The state has co-opted Christian freedom through violence
One of the issues, of course, with this notion of freedom is how popular it is. Freedom, itself, has been co-opted by the state. “Freedom” is a part of many nations’ lore, especially in the United States, but unlike the New Testament vision for liberty it has nothing to do with community, and everything to do with individual responsibility and autonomy.
And so the troubling thing is that we often do feel free, and so the message from Galatians isn’t really earth-shattering. But we think we’ve been afforded that freedom through the liberal state. So we are free to participate in the church or not, in prayer or not, in whatever discipline or not, but we aren’t free to do so because Christ afforded us that freedom, but rather because the state gave us that freedom.

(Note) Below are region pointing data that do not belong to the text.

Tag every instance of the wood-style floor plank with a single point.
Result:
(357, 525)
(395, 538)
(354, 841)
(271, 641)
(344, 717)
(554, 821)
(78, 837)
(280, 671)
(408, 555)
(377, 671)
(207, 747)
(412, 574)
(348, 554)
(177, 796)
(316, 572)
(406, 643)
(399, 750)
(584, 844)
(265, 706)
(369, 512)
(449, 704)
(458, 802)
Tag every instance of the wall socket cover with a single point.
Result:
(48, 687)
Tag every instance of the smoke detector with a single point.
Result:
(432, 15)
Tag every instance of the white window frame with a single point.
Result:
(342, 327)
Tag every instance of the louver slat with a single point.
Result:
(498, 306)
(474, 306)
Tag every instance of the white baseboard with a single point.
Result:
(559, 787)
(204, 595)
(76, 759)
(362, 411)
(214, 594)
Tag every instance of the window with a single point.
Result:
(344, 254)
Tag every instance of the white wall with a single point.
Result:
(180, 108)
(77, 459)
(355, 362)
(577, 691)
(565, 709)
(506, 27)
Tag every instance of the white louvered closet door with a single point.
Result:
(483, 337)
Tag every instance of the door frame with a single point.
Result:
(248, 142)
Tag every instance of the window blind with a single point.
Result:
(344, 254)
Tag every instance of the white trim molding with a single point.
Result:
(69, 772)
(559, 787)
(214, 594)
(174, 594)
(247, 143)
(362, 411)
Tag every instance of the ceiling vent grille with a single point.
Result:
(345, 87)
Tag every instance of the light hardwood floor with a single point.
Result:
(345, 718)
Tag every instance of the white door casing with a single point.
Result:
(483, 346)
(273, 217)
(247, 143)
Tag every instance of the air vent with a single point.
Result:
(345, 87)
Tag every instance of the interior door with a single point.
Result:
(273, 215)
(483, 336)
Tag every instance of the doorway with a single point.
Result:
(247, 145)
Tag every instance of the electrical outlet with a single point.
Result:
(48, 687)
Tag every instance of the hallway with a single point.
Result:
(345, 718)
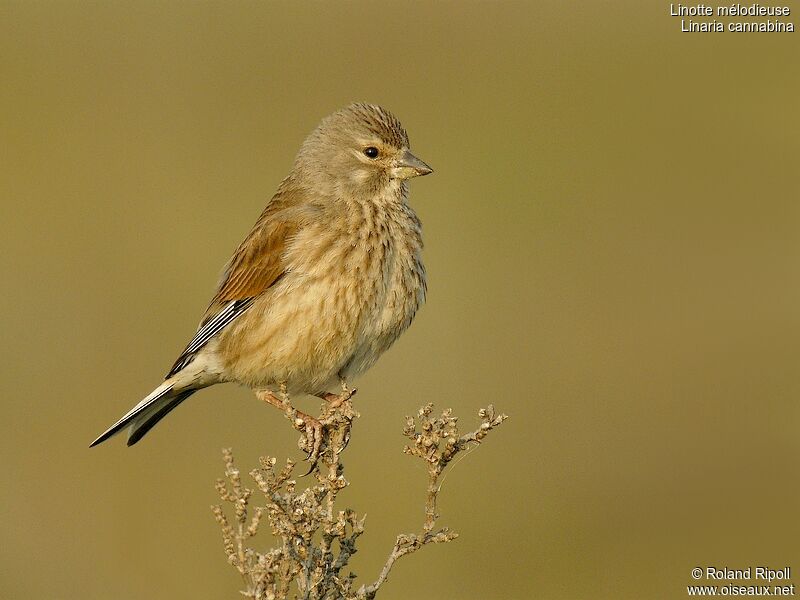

Usually this mythology from the state revolves around some violent price paid to give us that freedom (bear in mind when God-sanctioned violence is the narrative that precedes our freedom in Christ). They’ll tell us a few times a year about the sacrifice made for our freedom because our enemies are always threatening it. I need to say it louder for the people in the back: the United States’ ruling elite tell you that you are free because of the state and not because of Jesus. Christians need to reject that.
You can see that the American-style of freedom is only for people within the U.S.’s arbitrary barriers, and with impunity we get this message told to us. Outsiders threaten our freedom and the only reason we have it is because we fight them off. And the only way to spread such liberal freedom is through conquest as well. This is the exact philosophy that neoconservatives channel. I laughed out loud when I read a definition of “neocon,” since neoconservatives on Twitter were getting a little precious with being miscategorized. (Side note: it’s hilarious that in the age of Trump, every moniker he gets labeled with, no matter how it’s been received historically [for example, neoconservative] requires distancing. I laugh because there are people saying they are the “good” kind of neoconservative, even though neoconservative has been largely a maligned label.) Nevertheless, neoconservatives definitively see U.S. liberal democracy as the supreme form of government, but they do not use liberal means to spread it, they use force. They force people to be free in their own understanding of freedom. That sounds as legalistic as making sure no one repeats the Lord’s Prayer. Or making sure they do.
Jesus alone sets us free; anything short of that is idolatry
The point I want to make is that we fail to understand that Jesus, alone, sets us free. Jesus alone is the author of our freedom. The freedom that we are often told we have, the one that makes us participate in a church community as one of many consumeristic options in our busy lives and full schedules—is that freedom? That’s just American freedom, one that is often so propagandistically delivered to us, and we're none the wiser.
This is one of the issues that Christians who are very committed to state-craft encounter. We continually try to make a free and just society, as if the political apparatus’s improvement is a vehicle for the freedom of Christ. I want a freer and more just state, sure. But I am already free because I am free in Christ and no one can obligate me, not the church, nor the state. And when I freely obligate myself to serve, or to practice a discipline, it is through Christ’s freedom that I do it. And if I were to obligate myself to a juridical law like circumcision or a vain repetition like the Lord’s Prayer, I do it in service to another, in order that I might accommodate someone else. The law of Christ is love, and I’m only obligated to love. Which really means I’m free to love, since love is the ultimate tool for freedom.